Paging technique and Memory Management Unit¶

Processors equipped with MMU are typically used in servers, personal computers and mobile devices such as tablets and smartphones. In this architecture, the linear addresses used by executed program are translated to physical memory addresses using MMU associated with the processor core. This translation is performed with a defined granulation and the piece of the linear address space used for translation to physical address is called a memory page. Typically, the page size used in modern systems varies from 4 KB to gigabytes, but in the past, e.g. on the PDP-10, VAX-11 architectures, it was much smaller (512 or 1 KB).

MMU holds set of associations between linear and physical addresses defined for the process currently executed on the core. When process context is switched associations specific for the process are flushed from MMU and changed with associations defined for the new process chosen for execution. The structure used for defining this association is commonly and incorrectly called page table and stored in physical memory. On many architectures associations used for defining the linear address space are automatically downloaded to MMU when linear address is reached for the first time and association is not present in MMU. This task is performed by a part of MMU called Hardware Page Walker. On some architectures with simple MMU (e.g. eSI-RISC) the operating system defines associations by controlling MMU directly using its registers. In this case page table structure depends on software. The role of the MMU in memory address translation is illustrated in the figure below.

In further consideration, the linear address space defined using paging technique will be named synonymously as the virtual address space.

Initial concept of paging technique¶

The concept of paging was first introduced in the late 1960s in order to organize the program memory overlaying for hierarchical memory systems consisting of transistor-based memory, core memory, magnetic disks and tapes. Historically, the virtual address space size was comparable to the physical memory size. The page table was used to point to the data location in the hierarchical memory system and to associate the physical memory location, called a page frame, with the virtual page. When the program accessed the virtual page, processor checked whether the page was present in the physical memory via the presence bit in the page table. If the page was not present in the physical memory, the program execution was interrupted and the page was loaded by the operating system into the physical memory via additional bits defining the data location in the page table. Once the presence bit was successfully loaded and set, the program execution was resumed. The original paging technique is presented below.

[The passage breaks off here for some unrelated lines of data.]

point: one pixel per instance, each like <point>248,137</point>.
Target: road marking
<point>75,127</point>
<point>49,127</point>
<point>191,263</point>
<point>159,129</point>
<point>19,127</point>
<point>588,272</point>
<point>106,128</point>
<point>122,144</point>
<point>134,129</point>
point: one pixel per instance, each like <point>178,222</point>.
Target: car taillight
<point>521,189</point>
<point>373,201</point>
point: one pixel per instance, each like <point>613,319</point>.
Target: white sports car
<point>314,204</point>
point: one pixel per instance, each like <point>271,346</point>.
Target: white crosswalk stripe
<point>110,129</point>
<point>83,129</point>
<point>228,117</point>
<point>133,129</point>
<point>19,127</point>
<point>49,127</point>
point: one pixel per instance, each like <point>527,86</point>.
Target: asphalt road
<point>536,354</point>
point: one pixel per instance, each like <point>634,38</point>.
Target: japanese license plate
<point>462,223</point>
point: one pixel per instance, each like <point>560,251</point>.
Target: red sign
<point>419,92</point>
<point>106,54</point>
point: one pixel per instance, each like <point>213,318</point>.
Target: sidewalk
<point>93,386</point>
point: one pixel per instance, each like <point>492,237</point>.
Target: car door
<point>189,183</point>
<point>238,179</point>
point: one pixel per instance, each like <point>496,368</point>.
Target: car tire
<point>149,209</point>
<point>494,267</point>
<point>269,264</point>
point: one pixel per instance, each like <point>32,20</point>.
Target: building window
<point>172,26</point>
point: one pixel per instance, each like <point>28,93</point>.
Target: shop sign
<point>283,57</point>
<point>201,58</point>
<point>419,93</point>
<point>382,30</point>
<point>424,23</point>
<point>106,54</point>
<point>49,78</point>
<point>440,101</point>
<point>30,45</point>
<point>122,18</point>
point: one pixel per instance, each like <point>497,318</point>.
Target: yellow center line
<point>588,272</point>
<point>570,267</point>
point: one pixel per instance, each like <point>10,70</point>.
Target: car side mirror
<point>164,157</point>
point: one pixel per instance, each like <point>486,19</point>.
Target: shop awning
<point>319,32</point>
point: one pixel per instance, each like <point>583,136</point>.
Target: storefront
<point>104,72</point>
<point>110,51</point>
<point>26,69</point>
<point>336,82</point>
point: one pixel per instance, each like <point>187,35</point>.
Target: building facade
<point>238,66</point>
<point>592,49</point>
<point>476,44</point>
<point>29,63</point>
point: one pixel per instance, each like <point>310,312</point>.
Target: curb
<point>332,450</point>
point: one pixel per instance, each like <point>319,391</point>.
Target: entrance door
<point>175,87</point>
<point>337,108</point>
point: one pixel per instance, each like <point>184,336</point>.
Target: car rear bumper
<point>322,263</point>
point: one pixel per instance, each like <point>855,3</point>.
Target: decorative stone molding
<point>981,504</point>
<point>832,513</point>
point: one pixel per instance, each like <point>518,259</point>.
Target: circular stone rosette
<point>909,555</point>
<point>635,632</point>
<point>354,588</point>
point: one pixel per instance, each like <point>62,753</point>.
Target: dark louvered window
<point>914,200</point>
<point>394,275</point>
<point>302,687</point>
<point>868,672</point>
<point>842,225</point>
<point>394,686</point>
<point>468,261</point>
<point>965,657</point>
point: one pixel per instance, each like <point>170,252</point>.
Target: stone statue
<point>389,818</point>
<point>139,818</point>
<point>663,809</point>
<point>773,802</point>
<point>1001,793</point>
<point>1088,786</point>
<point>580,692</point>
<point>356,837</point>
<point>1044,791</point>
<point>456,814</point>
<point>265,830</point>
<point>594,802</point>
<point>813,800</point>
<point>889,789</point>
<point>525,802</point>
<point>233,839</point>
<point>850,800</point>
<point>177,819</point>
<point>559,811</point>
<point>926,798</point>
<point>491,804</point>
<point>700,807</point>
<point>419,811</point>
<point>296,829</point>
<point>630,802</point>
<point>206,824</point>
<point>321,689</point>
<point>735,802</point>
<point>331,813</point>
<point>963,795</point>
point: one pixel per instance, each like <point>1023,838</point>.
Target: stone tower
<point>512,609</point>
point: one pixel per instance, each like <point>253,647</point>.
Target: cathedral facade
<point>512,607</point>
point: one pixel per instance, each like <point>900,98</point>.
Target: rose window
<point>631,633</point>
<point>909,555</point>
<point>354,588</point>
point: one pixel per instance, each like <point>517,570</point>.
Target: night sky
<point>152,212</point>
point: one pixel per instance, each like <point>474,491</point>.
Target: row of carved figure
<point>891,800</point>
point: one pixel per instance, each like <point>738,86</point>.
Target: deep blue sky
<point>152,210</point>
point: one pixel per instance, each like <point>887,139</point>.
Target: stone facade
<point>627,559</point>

Current use of paging technique¶

Over the years, paging has morphed into a technique used for defining the process memory space and for process separation. In general-purpose operating systems, paging is fundamental for memory management. Each process runs in its own virtual memory space and uses all address ranges for its needs. The address space is defined by a set of virtual-to-physical address associations for the MMU defined in the physical memory and stored in a structure that is much more complicated than a page table used in early computers. This is necessary in order to optimize memory consumption and speed up the virtual-to-physical memory translations. When a process is executed on a selected processor, the address space is switched to its virtual space, which prevents it from interfering with other processes. The address space is switched by providing the MMU with new sets of virtual-to-physical associations. In this scheme, some physical pages (for example parts of the program text) can be shared among processes by mapping them simultaneously into two or more processes to minimize the overall memory usage.

A memory management system that relies on paging describes the whole physical memory using physical pages.

Page allocator¶

The page allocator constitutes the basic layer of the memory management subsystem in MMU architectures. It is responsible for allocating the physical memory pages (page frames). In non-MMU architectures, the page allocator allocates only fake page_t structures used by upper layers and plays a marginal role in memory management. This section focuses on the role of a page allocator in MMU architectures.

Page array¶

The available physical memory is treated as a set of physical pages (page frames). Each physical page available is described using the page_t structure. The structure is defined in the HAL, but upper layers assume that some attributes are defined. The minimum set of attributes is as follows.

typedef struct _page_t {
    addr_t addr;
	u8 idx;
	u8 flags;
	struct _page_t *next;
	struct _page_t *prev;
} page_t;

The addr attribute stores the physical page address, the flags describe page attributes (see further sections). The next and prev pointers and idx are used in the page allocation algorithm to construct lists of free pages.

When the memory management subsystem is initialized, the _page_init() function creates an array of page_t structures (pages[]) using the pmap_getPage() call from the HAL subsystem. This call is used to discover the page frames by upper (hardware-independent) layers of the memory management subsystem. The page array is located at the beginning of the kernel heap, right after the kernel BSS segment.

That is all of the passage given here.